Ces deux immenses démocraties que sont l'Union européenne et les États-Unis risquent de basculer dans l'autoritarisme parce qu'elles sont attaquées à la fois de l'intérieur et de l'extérieur. Les régimes populistes, en effet, les tournent en dérision. Ils en décrivent les faiblesses pour pouvoir persuader les peuples qu'ils dirigent que ceux-ci bénéficient d'un système bien supérieur. Aidés par les tensions régionales et par le terrorisme, ils tentent de nous intimider. Par exemple, la Russie défie l'OTAN tous les jours par des provocations maritimes ou aériennes en s'approchant dangereusement des aéronefs de l'alliance ou en violant ses eaux territoriales.
C'est déjà grave et cela crée une atmosphère d'avant-guerre qui ne correspond, d'ailleurs, à aucun projet d'invasion ou de confrontation. Il s'agit surtout de flatter le nationalisme russe. Il en est de même en Turquie où le président Erdogan défie à la fois les Occidentaux et les Russes, ce qui le plonge dans l'isolement. Mais les démocraties sont aussi minées de l'intérieur. Hostiles à toute forme d'abus de pouvoir, elles ont rejeté le marxisme. De sorte qu'elles endossent la responsabilité des inégalités, sous le prétexte qu'elles seraient dominées par les oligarchies et qu'il y aurait un forme de complicité entre les élus et les entreprises, lesquelles ne paieraient pas leurs salariés en fonction de leurs besoins.
Voilà ce qui a conduit en France au mouvement des gilets jaunes. C'est l'ordre qu'ils ont contesté, c'est la démocratie républicaine, c'est une loi dont ils pensent qu'elle joue uniquement contre eux. Les gilets jaunes ont causé assez de dégâts, ont coûté assez cher, avant d'être balayés par la pandémie et le recul économique, pour que le gouvernement examine le phénomène, établisse un diagnostic et pense à un traitement. Il a fait un effort financier, jugé insuffisant, mais il n'a pas adapté le « système » à la crise pourtant grave qu'il venait de subir. Il existe sûrement, dans ce rapport entre les gilets jaunes et l'autorité, une aire vaste d'incompréhension. Pour une raison simple : pour satisfaire des revendications excessives et parfois incohérentes, il faut probablement renoncer à la démocratie parlementaire.
Une fièvre qui ronge la société
C'est ce qu'ont cru comprendre les hommes qui se sont emparés de la furie populaire pour instaurer une gouvernance chaotique, injuste, mensongère et seulement éclairée par l'illusion. C'est le cas aux États-Unis, c'est aussi celui du Brésil ou du Vénézuéla. Pour satisfaire un peuple plongé dans la misère, on détruit le droit, les règles, l'ordre et on entretient un chaos permanent. Il s'agit d'une maladie, d'une fièvre qui ronge peu à peu les organes intérieurs de la société. Aujourd'hui, l'Amérique est divisée comme elle ne l'a jamais été depuis la guerre de Sécession.
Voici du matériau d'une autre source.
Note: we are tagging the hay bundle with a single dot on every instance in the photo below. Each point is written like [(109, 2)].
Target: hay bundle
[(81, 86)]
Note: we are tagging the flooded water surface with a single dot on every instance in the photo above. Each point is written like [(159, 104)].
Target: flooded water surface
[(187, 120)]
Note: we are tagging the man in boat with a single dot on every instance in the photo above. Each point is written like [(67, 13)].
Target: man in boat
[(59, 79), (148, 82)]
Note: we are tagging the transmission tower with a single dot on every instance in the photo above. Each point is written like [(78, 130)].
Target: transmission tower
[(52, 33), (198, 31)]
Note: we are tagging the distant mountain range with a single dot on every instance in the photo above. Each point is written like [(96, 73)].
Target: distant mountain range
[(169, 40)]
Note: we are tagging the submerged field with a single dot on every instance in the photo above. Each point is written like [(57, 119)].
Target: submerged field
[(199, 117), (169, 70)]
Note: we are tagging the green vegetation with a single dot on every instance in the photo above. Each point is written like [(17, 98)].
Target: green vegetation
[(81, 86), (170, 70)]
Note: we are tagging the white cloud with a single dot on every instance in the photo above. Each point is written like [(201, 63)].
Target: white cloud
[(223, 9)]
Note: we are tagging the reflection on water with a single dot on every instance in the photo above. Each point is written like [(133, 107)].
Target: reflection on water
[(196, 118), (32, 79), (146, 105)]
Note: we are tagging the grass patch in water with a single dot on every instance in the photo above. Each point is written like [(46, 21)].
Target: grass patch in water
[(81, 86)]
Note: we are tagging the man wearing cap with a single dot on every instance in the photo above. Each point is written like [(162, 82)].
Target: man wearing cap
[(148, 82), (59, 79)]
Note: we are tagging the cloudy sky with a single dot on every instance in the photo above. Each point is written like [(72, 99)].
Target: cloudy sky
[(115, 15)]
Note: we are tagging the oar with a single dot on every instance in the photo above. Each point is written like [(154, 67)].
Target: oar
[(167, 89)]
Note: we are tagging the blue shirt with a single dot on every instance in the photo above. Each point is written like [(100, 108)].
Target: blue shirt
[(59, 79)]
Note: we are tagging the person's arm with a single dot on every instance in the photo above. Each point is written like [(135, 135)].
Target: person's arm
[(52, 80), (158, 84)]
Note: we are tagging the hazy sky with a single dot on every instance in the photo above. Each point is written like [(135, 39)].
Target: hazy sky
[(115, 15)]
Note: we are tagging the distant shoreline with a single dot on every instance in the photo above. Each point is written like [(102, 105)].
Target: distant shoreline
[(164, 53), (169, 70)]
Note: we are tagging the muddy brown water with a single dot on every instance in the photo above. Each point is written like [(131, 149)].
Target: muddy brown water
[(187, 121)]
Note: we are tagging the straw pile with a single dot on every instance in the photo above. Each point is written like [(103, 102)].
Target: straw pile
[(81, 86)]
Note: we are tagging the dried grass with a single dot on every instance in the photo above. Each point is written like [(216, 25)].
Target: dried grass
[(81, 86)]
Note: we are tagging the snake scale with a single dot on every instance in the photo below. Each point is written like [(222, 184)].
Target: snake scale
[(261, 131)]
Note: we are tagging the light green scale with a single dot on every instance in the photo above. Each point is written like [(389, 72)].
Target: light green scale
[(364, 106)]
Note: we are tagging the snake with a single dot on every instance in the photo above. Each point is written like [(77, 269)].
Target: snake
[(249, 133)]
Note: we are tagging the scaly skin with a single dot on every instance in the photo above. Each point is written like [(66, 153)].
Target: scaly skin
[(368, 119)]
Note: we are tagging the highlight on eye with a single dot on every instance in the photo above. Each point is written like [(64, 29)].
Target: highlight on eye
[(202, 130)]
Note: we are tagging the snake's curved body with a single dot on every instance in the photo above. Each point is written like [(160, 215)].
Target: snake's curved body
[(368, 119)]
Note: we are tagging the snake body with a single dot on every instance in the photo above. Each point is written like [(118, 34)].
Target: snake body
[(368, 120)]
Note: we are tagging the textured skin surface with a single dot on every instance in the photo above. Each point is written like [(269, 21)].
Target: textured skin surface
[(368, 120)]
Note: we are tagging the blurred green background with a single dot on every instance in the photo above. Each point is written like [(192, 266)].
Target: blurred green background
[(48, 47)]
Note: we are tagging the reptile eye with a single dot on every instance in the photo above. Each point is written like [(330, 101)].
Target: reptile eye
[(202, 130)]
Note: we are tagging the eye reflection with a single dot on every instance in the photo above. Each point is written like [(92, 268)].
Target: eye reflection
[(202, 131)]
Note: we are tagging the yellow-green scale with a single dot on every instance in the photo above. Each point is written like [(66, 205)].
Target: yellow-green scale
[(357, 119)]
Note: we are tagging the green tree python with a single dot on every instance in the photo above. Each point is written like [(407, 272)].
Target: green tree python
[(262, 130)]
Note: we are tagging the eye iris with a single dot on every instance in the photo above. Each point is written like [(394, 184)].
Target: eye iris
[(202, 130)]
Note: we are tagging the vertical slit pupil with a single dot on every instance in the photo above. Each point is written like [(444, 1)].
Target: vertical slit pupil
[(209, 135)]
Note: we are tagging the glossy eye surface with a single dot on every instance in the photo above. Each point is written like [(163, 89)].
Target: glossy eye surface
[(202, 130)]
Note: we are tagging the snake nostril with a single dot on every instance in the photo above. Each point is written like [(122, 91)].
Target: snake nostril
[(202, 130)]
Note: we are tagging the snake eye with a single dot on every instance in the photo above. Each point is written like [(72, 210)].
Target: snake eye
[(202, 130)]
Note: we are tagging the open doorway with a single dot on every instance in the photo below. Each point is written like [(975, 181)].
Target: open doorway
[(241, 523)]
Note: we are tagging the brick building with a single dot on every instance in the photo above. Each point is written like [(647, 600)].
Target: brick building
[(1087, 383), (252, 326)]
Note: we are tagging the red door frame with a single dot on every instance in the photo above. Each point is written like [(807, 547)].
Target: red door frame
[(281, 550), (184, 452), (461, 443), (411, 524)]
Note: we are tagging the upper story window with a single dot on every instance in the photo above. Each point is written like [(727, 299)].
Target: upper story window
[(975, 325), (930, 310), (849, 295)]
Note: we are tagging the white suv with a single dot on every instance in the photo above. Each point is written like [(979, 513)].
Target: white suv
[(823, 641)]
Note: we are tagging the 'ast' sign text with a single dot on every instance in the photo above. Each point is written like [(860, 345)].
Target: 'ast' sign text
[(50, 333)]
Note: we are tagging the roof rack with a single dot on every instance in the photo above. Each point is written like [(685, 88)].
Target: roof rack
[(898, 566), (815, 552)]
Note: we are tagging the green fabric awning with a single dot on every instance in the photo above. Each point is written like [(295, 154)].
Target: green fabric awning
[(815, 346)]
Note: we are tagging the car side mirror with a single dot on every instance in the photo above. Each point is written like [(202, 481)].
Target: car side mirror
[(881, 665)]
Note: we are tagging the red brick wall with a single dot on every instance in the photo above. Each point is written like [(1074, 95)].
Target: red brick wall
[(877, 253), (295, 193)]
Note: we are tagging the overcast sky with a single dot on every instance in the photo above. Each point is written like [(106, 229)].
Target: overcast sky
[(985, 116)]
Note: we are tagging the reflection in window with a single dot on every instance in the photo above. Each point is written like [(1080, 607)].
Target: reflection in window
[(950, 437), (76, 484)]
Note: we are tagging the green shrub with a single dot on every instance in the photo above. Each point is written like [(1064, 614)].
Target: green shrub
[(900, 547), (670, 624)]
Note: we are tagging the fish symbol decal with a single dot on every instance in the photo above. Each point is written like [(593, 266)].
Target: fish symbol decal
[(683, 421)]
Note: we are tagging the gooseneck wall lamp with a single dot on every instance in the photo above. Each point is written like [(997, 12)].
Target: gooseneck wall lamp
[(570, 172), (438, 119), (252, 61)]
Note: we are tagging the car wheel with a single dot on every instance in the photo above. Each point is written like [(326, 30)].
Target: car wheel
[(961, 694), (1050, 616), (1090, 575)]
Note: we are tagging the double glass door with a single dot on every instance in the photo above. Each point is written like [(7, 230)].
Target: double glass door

L'Union européenne est affaiblie par la présence en son sein d'une série de partis d'extrême droite. Les conséquences du populisme sont très négatives. Le système injustement haï est fragilisé ; il est gagné par la violence ; il est affaibli face au terrorisme international ; il est mis en demeure de se suicider pour complaire aux manifestants et groupes divers.
Je n'exagère pas. Des gilets jaunes ont crié aux policiers : « Suicidez-vous ! » Le programme de la France insoumise repose sur la création d'une convention chargée de rédiger une nouvelle constitution, et élire une nouvelle assemblée. Pourquoi une telle révolution ? Mais parce qu'on ne peut satisfaire des revendications populistes sans tout chambouler. Observez la stratégie de Donald Trump (il ne s'est jamais caché de ses intentions) : il a juré avant l'élection qu'il n'en respecterait pas le résultat s'il ne lui était pas favorable. Il a tenu son serment. Il veut contraindre les tribunaux à annuler des suffrages prononcés d'une manière parfaitement démocratique, donc organiser une immense fraude publique qui bafoue les droits les plus élémentaires du citoyen. Ne me dites pas que le danger est lointain.